O desejo de ter filhos é um marco importante na vida de muitas pessoas, mas, para quem convive com uma Doença Inflamatória Intestinal (DII), como a Doença de Crohn ou a Retocolite Ulcerativa, esse sonho costuma vir acompanhado de muitas dúvidas e receios. Como consequência, a pergunta que mais ouço no consultório é: “Dra., minha doença vai impedir de ser mãe?”.
A resposta curta e encorajadora é: na grande maioria dos casos, não. No entanto, existem alguns pontos fundamentais sobre como a inflamação e os tratamentos podem influenciar essa jornada, e entender isso é o primeiro passo para uma gestação segura.
A fertilidade feminina e o papel da remissão
Para as mulheres, a boa notícia é que, quando a doença está em fase de remissão, ou seja, controlada e sem sintomas ativos, a capacidade de engravidar é praticamente a mesma de uma mulher que não tem DII. O grande desafio surge quando a doença está ativa. A inflamação sistêmica e intestinal pode desregular o ciclo hormonal e afetar a receptividade do útero, tornando a concepção mais difícil naquele momento.

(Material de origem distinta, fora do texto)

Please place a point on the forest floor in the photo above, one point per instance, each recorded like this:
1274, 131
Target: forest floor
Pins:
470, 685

Além disso, algumas cirurgias pélvicas prévias, especialmente em casos de Retocolite que exigiram a remoção do cólon e a criação de uma bolsa ileal, podem gerar aderências (cicatrizes internas) que dificultam o encontro do óvulo com o espermatozoide. Por isso, conversar com o seu coloproctologista sobre seus planos de maternidade antes de qualquer procedimento é essencial para avaliarmos as melhores técnicas.
E quanto aos homens?
Para os futuros pais, o cenário também é positivo. A Doença de Crohn ou a Retocolite, por si só, raramente afetam a fertilidade masculina de forma permanente. O ponto de atenção aqui são algumas medicações específicas, como a sulfassalazina, que pode reduzir temporariamente a contagem e a mobilidade dos espermatozoides. A boa notícia é que esse efeito é totalmente reversível após a troca da medicação, o que reforça a importância de um planejamento conjunto com a equipe médica meses antes de tentar a concepção.
O “pulo do gato”: planejamento é a palavra de ordem
O segredo para uma história de sucesso na fertilidade e na gravidez com DII resume-se a uma estratégia: engravidar na remissão. Estudos mostram que, quando a gestação começa com a doença controlada, as chances de complicações são mínimas e muito próximas às de uma gestação comum.
Muitos pacientes cometem o erro de suspender a medicação por conta própria ao decidirem engravidar, o que pode causar uma crise grave e colocar em risco tanto a fertilidade quanto a saúde do bebê. Hoje, a maioria dos tratamentos modernos (incluindo os biológicos) é segura e fundamental para manter a mãe saudável durante todo o processo.